Friday, December 20, 2013

Jehovah Tsidkenu, by Robert Murray M'Cheyne

My mother recently discovered a powerful poem by Robert Murray M'Cheyne, the Scottish pastor who accomplished more before he died at age 29 than most men do in a full lifetime.

To understand the poem, you need to know that the key phrase, Jehovah Tsidkenu, is Hebrew for "The Lord Our Righteousness". It refers to how, through Jesus, God credits His people with righteousness, a righteousness they did not earn or deserve.

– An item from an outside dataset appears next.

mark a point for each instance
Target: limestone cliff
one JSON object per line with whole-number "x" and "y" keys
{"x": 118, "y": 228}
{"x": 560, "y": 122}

I once was a stranger to grace and to God,
I knew not my danger, and felt not my load;
Though friends spoke in rapture of Christ on the tree,
Jehovah Tsidkenu was nothing to me.

I oft read with pleasure, to sooth or engage,
Isaiah´s wild measure and John´s simple page;
But e´en when they pictured the blood sprinkled tree
Jehovah Tsidkenu seemed nothing to me.

Like tears from the daughters of Zion that roll,
I wept when the waters went over His soul;
Yet thought not that my sins had nailed to the tree
Jehovah Tsidkenu twas nothing to me.

When free grace awoke me, by light from on high,
Then legal fears shook me, I trembled to die;
No refuge, no safety in self could I see
Jehovah Tsidkenu my Saviour must be.

My terrors all vanished before the sweet name;
My guilty fears banished, with boldness I came
To drink at the fountain, life giving and free
Jehovah Tsidkenu is all things to me.

Jehovah Tsidkenu! my treasure and boast,
Jehovah Tsidkenu! I ne´er can be lost;
In thee I shall conquer by flood and by field,
My cable, my anchor, my breast-plate and shield!

Even treading the valley, the shadow of death,
This "watchword" shall rally my faltering breath;
For while from life´s fever my God sets me free,
Jehovah Tsidkenu, my death song shall be.
 If you'd like to try singing this poem, it can be sung to the tune Gordon, which is most famously sung to "My Jesus I Love Thee".